For most, it is not a valiant battle with swords and armor and sweat and glory. No, most of us are confined to a couch with a remote in our hand – a relatively simple request compared to most historical moments.

I’ve even heard this whole quarantine business phrased as “the earth sending us to our rooms to think about what we’ve done.”

So while we are thinking, let us not forget the feelings and well being of our neighbours near and far.

Let us reach out to one another and ask how they are contending and thank those who are making a difference on the front lines.

To all of the leaders – the decision makers having to shuffle gargantuan plans with every morning that passes.

To the nurses and doctors and first responders having to press on with care amongst fear and crowded waiting rooms.

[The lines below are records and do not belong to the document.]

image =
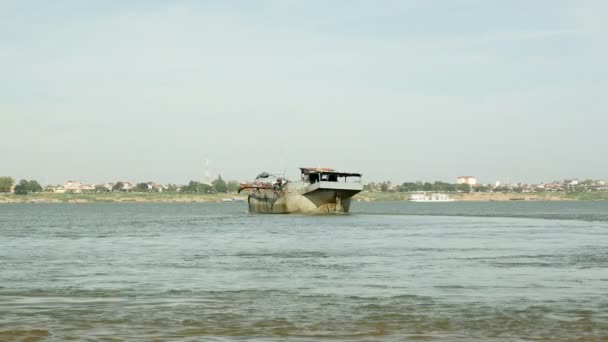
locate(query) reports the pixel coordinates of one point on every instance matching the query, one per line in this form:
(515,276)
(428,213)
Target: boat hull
(316,198)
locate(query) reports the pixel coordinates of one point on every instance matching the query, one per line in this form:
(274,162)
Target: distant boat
(433,197)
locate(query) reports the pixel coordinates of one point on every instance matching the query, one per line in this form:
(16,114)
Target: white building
(470,180)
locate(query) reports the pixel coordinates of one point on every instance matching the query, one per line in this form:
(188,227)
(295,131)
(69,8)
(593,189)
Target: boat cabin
(313,175)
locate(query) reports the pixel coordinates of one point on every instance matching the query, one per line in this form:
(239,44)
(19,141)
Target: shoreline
(229,197)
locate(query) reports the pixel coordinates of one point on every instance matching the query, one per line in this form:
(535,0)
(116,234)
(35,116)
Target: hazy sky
(398,90)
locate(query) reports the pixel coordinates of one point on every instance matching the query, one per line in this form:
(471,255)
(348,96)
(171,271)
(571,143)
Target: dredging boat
(318,191)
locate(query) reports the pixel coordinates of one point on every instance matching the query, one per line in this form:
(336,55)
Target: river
(389,271)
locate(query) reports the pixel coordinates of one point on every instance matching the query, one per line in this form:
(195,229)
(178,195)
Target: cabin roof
(307,170)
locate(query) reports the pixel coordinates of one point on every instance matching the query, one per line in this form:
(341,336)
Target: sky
(102,91)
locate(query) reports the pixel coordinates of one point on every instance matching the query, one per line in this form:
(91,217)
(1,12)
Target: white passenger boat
(432,197)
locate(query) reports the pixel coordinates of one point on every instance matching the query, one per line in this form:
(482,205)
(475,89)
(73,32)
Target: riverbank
(121,197)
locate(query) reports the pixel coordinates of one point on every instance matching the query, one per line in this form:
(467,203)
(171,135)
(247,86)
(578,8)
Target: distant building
(470,180)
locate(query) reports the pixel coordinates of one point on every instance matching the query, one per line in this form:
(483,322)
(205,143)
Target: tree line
(23,187)
(418,186)
(217,186)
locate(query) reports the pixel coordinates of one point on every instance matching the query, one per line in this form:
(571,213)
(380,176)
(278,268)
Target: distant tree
(34,186)
(100,188)
(6,183)
(220,185)
(141,187)
(171,188)
(408,187)
(206,188)
(463,187)
(193,186)
(21,188)
(233,186)
(119,186)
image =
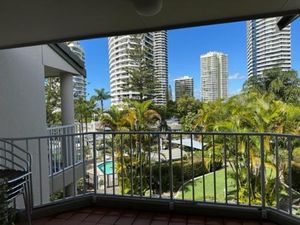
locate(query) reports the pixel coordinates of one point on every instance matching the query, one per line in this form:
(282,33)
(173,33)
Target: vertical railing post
(262,167)
(95,163)
(170,165)
(289,147)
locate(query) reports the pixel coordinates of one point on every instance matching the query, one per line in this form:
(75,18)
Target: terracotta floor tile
(87,223)
(93,218)
(66,215)
(108,219)
(130,213)
(232,222)
(178,218)
(72,222)
(99,210)
(86,210)
(160,222)
(142,221)
(177,223)
(145,215)
(251,222)
(161,217)
(125,220)
(200,220)
(79,216)
(114,213)
(214,221)
(55,222)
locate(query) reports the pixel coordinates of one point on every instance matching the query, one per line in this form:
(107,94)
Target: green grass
(209,187)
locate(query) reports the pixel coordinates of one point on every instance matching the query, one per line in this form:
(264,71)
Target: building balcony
(164,178)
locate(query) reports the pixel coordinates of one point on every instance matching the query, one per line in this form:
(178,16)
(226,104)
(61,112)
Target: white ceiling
(29,22)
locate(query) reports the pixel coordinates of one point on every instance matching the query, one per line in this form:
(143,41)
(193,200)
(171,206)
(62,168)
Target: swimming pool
(108,167)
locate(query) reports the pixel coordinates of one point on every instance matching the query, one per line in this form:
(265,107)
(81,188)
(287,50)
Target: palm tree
(101,95)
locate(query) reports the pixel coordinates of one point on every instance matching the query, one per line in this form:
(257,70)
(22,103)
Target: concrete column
(67,99)
(67,118)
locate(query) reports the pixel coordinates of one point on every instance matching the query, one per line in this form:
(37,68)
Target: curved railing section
(256,170)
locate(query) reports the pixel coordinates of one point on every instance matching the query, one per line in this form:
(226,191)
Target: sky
(184,49)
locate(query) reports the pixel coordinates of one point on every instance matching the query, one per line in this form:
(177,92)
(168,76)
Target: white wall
(22,105)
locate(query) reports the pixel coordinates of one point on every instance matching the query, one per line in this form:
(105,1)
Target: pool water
(108,167)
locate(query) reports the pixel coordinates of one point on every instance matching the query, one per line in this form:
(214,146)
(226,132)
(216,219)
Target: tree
(84,110)
(141,73)
(101,95)
(53,101)
(187,104)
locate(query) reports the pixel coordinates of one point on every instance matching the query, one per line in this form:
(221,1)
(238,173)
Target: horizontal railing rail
(229,168)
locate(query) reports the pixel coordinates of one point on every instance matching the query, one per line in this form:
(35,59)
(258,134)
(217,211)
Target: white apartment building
(214,76)
(119,60)
(266,46)
(184,86)
(160,52)
(79,82)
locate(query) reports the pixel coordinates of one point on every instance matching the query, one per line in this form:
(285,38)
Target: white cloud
(236,76)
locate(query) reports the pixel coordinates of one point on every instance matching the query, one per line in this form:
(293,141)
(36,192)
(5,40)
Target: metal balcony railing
(255,170)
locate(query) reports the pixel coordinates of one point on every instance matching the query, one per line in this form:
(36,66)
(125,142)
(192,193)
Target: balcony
(164,178)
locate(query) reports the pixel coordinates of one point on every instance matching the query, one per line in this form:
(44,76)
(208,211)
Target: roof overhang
(64,51)
(32,22)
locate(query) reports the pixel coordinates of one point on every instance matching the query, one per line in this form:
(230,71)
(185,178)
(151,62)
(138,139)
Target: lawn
(209,187)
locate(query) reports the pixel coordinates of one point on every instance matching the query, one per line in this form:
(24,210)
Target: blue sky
(184,49)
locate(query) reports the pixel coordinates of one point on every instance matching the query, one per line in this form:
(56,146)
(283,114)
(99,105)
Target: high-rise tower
(214,75)
(267,47)
(184,86)
(79,82)
(119,61)
(160,53)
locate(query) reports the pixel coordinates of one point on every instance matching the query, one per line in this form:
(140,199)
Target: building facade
(214,76)
(119,61)
(267,47)
(79,82)
(160,53)
(184,86)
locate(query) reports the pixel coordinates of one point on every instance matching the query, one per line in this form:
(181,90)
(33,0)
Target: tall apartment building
(214,76)
(184,86)
(79,82)
(160,53)
(267,47)
(119,60)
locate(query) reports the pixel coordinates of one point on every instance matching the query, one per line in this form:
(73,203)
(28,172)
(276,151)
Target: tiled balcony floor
(98,216)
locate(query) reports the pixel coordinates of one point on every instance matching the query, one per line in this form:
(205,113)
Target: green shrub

To scientists seeking to find a vaccine.

To the journalists seeking and filtering truthful information and the shopkeepers and cashiers working diligently to keep food on the shelves and lines as minimal as can be.

To every business owner that chose safety over revenue.

To anyone who has lost someone to COVID-19; every death marks the conclusion of a life and an emotional weight that will push down on all those who knew that person.

You will be mentioned in the history books. Perhaps not by name, but by the tireless efforts done to not only slow the spread, but to keep spirits up and civilization going.

My aunt said to me on the phone the other night as we dove straight into COVID-19 chatter that “it will pass. It will pass like a kidney stone, but it will pass.”

I don’t know about you, but I am eager to see those words printed in a history book not too far down the road.